SFCM faculty member Indre Viskontas (Class of ’08) is a Renaissance woman of sorts. She’s a neuroscientist, author, and opera singer, often finding herself mixing them all together in the educational and artistic pursuits that she finds most compelling. She has most recently been studying music’s effect on the brain, and in early April, will release How Music Can Make You Better, a book that traverses our interaction with music on both molecular and societal levels.
In this Q&A, Viskontas fills us in on the story behind this new publication, tells us about her interest in music and the brain, and what’s on the horizon for her.
What initially inspired you to study music's effect on the brain?

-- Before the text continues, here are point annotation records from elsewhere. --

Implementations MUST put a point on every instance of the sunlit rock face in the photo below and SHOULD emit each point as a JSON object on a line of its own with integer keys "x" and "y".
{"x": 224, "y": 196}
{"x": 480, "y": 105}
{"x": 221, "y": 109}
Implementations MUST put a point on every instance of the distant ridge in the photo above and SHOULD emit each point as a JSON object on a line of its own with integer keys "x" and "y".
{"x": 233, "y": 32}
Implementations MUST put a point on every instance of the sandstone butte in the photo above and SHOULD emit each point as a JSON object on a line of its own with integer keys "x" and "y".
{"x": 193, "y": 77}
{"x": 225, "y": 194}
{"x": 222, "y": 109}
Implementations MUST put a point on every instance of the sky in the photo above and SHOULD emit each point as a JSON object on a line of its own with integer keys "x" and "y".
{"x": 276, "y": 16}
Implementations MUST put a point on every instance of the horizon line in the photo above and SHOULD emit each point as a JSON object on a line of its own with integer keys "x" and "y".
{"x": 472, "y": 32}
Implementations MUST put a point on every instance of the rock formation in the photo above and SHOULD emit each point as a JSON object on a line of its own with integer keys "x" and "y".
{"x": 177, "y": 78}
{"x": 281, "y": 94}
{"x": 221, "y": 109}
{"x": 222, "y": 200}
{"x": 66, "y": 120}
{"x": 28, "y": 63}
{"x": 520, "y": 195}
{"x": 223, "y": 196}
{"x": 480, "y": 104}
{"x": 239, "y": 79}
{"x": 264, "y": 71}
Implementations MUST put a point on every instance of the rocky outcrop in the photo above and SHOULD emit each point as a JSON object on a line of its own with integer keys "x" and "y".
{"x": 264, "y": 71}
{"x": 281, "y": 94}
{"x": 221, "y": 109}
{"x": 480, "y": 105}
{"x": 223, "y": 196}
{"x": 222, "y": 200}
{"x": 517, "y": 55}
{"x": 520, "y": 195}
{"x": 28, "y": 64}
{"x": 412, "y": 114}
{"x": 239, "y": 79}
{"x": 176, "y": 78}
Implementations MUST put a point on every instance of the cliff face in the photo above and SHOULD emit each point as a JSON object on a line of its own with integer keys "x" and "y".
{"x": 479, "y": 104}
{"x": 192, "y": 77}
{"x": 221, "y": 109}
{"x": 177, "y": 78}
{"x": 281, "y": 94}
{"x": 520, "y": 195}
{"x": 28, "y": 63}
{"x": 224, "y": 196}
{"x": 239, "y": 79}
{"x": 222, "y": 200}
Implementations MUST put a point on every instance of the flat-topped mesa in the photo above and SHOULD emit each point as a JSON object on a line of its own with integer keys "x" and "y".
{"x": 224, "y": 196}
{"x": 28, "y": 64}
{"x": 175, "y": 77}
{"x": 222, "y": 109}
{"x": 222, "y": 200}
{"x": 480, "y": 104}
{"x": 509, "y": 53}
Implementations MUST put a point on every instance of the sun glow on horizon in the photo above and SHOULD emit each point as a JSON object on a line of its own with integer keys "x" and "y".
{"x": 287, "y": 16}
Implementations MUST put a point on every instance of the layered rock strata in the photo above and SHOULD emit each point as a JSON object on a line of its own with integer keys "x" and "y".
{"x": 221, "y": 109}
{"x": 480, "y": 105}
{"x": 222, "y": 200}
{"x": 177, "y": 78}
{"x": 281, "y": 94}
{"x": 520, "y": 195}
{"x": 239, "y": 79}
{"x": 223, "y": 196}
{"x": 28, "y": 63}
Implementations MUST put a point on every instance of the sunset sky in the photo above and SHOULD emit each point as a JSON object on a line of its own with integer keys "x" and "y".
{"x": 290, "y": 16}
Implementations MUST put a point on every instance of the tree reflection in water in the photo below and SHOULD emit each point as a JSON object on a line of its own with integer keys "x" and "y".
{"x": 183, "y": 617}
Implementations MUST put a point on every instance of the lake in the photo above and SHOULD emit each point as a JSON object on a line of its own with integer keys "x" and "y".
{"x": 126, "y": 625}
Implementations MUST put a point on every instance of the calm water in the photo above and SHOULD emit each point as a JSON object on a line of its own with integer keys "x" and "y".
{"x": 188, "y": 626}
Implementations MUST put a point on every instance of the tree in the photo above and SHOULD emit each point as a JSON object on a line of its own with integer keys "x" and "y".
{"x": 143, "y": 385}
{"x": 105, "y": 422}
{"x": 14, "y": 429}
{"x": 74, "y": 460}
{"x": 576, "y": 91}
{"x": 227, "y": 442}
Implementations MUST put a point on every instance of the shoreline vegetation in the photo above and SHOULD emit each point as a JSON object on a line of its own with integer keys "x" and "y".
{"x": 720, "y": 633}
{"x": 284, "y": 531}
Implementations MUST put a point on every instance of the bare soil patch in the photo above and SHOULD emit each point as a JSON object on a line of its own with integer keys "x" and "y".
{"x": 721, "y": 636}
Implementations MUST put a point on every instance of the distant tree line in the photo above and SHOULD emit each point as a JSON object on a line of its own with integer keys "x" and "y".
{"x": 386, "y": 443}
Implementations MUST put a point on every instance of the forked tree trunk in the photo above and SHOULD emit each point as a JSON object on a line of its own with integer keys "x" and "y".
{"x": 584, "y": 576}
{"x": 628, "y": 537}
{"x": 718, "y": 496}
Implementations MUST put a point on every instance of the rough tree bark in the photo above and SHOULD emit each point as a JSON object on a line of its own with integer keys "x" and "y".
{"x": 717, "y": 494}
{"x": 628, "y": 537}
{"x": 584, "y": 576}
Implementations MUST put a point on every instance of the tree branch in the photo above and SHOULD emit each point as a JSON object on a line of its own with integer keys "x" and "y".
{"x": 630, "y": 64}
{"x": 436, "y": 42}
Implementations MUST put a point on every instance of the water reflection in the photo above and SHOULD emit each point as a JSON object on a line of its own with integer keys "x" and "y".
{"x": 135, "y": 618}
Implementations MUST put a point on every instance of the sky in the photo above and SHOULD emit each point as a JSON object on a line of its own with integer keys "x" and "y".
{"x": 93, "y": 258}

For a long time, I kept my two passions—opera and neuroscience—separate, worried that one would tarnish the other. When it came to music, I felt that taking a reductionist perspective, which is necessary for sound scientific inquiry, would throw the baby out with the bathwater. So instead, I approached the intersection from the opposite direction: what can music tell us about the mind? That's what led to the creation of my podcast, Cadence, which explores the mind through our obsession with music, and eventually to this book.
But having developed expertise in how the brain changes with training—I did my PhD research on neuroplasticity related to memory formation—I also realized that applying the principles of learning to my own musical training would make my practice more efficient. And so I created one of the courses I teach at SFCM (“Training the Musical Brain”) with that in mind. I explain the neuroscience of learning and memory to our students, and then, together, we develop more effective practice strategies and hopefully embark on a lifetime of productive and variable practice.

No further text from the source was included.